HUKUKİ DEĞERLENDİRME:
İdare Hukukunda; kamu gücünün, idare edilenler üzerinde, ayrıca bir başka işlemin varlığına gerek olmaksızın, doğrudan hukuki sonuçlar doğurmak suretiyle etki yaratan işlemleri, icrai (yürütülmesi gerekli) işlemler; idari karar alma sürecinde, başkaca bir aşamadan geçmesine gerek kalmayan; yani nihai nitelikte olan işlemler ise, kesin işlemler olarak tanımlanmaktadır.

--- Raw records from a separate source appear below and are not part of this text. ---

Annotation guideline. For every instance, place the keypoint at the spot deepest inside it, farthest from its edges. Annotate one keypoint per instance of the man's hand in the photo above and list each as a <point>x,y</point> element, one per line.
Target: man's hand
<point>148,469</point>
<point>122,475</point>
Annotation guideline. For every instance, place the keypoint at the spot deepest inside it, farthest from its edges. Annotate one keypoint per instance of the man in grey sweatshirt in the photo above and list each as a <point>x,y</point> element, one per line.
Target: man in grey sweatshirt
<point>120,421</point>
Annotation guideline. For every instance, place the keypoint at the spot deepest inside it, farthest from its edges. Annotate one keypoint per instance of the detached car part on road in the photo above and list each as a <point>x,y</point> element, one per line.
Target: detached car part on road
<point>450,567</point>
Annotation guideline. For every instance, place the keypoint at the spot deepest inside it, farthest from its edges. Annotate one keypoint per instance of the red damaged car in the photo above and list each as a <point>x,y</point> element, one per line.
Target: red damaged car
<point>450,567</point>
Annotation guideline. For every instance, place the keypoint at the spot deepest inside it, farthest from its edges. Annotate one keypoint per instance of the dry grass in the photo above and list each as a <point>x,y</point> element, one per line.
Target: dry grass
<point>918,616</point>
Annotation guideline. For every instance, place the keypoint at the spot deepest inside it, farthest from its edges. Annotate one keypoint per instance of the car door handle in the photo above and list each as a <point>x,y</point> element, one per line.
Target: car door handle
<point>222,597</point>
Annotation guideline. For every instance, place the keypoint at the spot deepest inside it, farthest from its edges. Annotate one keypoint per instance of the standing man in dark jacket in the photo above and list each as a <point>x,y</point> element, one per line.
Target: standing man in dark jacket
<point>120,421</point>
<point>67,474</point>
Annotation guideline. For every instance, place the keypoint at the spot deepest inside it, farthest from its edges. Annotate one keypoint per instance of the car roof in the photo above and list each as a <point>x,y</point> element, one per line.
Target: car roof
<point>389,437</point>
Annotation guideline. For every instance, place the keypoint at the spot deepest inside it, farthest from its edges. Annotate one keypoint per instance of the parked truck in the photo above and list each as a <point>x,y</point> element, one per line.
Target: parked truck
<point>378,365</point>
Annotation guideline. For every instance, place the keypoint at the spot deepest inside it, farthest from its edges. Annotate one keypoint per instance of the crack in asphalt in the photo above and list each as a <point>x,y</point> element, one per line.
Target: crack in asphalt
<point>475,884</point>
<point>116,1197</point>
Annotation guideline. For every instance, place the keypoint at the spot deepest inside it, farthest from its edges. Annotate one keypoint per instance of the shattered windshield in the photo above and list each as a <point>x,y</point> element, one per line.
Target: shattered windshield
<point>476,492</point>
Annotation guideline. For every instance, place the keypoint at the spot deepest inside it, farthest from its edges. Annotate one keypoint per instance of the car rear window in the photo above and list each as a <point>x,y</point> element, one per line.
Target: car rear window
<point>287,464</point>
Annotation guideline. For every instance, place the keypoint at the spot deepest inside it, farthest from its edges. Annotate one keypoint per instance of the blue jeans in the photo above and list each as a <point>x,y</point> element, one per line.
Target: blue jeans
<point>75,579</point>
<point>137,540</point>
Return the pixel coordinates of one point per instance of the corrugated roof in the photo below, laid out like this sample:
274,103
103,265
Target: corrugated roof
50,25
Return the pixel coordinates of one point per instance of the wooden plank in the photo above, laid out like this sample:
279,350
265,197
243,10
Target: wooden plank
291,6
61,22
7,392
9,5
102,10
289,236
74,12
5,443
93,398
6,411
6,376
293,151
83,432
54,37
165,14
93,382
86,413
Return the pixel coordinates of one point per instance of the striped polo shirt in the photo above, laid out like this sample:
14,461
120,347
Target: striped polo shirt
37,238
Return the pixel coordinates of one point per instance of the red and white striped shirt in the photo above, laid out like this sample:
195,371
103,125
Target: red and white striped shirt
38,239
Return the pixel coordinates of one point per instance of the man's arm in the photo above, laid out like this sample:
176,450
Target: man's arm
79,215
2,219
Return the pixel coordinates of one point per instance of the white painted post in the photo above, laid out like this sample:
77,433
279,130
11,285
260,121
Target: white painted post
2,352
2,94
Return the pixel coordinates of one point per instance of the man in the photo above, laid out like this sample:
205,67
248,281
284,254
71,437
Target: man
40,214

Olayda, her ne kadar Mahkemece davacı şirket hakkında 2016 yılının Temmuz, Ağustos ve Eylül dönemleri hesap ve işlemlerinin özel tüketim vergisi yönünden sınırlı olarak incelenmesi neticesinde düzenlenen vergi inceleme raporunda yer alan tespitler yeterli görülmeyerek eksik inceleme nedeniyle söz konusu vergi inceleme raporunun mahsuben iade talebinin reddine ilişkin kısmının iptaline karar verilmiş ise de, vergi inceleme raporu, ön (hazırlayıcı) işlem niteliğinde, tek başına hukuksal sonuç doğurmayan, idari davaya konu edilebilecek, davacının menfaatini etkileyen, kesin ve yürütülmesi zorunlu idari işlem niteliğinde bulunmadığından, mahkemece, uyuşmazlığın esasına girilmeksizin, davanın incelenmeksizin reddine karar verilmesi gerekirken, istemin özetinde yer alan gerekçe ile karar verilmesinde isabet görülmemiştir.
KARAR SONUCU:
Açıklanan nedenlerle;
1.Temyiz isteminin kabulüne,
2.... Bölge İdare Mahkemesi ... Vergi Dava Dairesinin ... tarih ve E:..., K:... sayılı kararının BOZULMASINA,
3. Yeniden bir karar verilmek üzere dosyanın anılan Daireye gönderilmesine,
4. 492 sayılı Harçlar Kanunu'nun 13. maddesinin (j) bendi parantez içi hükmü uyarınca alınması gereken harç dahil olmak üzere, yargılama giderlerinin yeniden verilecek kararda karşılanması gerektiğine, 26/11/2021 tarihinde kesin olarak oybirliğiyle karar verildi.